Repeated exposure to IGF-I yields similar population responses, but reveals heterogeneous effects on individual cells. (A) Time course of relative nuclear intensity of the FoxO1–clover reporter in 10T1/2 cells incubated with SFM (upper darker blue tracing), with R3-IGF-I [50 pM] (lower mid-blue tracing), sequentially with two exposures to R3-IGF-I interspersed with SFM (green tracing), with R3-IGF-I followed by SFM (red tracing), or with SFM followed by R3-IGF-I (orange tracing). Times of R3-IGF-I addition and washout (W/O) are indicated at the top. Population means are presented (n=50 cells per incubation). (B) Time course results for each of 25 individual cells incubated sequentially with R3-IGF-I interspersed with SFM as indicated. (C) Time course results for each of 25 individual cells incubated with R3-IGF-I. For A–C, cells were imaged every 2 min during each treatment period and every 5 min during the washout interval. The nuclear intensity of the reporter in each cell was normalized to its value at the start of imaging during incubation in SFM.

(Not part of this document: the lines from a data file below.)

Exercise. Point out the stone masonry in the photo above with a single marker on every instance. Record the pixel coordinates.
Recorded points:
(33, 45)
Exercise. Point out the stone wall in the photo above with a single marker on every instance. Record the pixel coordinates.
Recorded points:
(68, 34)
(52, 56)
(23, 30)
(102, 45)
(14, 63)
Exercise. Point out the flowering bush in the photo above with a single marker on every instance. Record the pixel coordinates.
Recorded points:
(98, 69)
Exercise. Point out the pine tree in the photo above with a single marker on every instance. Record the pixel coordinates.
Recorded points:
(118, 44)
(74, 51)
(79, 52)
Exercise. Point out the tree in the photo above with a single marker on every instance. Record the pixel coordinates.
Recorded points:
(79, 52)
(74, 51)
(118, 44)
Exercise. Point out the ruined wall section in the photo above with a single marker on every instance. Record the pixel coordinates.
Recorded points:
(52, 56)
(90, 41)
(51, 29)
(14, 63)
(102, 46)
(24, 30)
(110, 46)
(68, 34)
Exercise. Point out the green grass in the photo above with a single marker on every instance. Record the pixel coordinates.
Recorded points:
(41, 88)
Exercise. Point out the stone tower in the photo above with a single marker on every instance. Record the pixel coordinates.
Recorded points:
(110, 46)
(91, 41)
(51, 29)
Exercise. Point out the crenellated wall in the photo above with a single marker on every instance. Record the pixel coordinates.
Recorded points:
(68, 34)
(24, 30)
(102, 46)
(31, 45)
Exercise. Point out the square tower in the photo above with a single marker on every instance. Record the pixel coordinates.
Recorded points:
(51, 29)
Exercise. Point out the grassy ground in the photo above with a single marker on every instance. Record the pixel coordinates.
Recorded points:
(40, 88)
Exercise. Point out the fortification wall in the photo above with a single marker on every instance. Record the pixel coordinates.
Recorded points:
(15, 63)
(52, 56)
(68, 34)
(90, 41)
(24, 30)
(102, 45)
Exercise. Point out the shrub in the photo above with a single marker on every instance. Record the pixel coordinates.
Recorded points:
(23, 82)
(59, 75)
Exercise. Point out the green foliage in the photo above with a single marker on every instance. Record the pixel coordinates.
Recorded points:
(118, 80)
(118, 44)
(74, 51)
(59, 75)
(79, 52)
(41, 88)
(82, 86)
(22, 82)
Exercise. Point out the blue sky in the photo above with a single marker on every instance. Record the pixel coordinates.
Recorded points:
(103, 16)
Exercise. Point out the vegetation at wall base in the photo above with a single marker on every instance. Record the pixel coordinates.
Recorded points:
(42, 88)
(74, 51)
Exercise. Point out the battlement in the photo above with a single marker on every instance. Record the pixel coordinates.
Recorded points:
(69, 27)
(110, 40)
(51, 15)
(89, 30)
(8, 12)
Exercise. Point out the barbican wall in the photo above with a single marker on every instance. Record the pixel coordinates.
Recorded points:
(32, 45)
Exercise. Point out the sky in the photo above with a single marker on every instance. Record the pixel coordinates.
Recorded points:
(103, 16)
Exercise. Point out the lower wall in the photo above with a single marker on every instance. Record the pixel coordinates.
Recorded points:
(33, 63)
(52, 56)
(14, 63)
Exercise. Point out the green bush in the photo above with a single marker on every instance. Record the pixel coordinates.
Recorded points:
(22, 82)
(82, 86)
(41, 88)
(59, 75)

To assess potential signaling heterogeneity, we analyzed the behavior of 25 individual cells during either sequential or sustained treatment with IGF-I. The results revealed variable responses to the initial exposure to IGF-I (Fig. 6B, first incubation with IGF-I), and also to removal of growth factor from the medium. The data also indicated that individual cells responded variably to a second incubation with IGF-I, and to sustained treatment with IGF-I (Fig. 6C). To directly quantify these results, we plotted the relative nuclear localization of the reporter after the first incubation with IGF-I against the value at the end of the second treatment. We observed only a limited correlation for both sequential and sustained treatments (sequential R2=0.25; sustained R2=0.24), although the values were greater than seen if cells were randomly paired (supplementary material Fig. S4). These analyses reveal that individual cell responses to submaximal activation are variable across the population and partly stochastic.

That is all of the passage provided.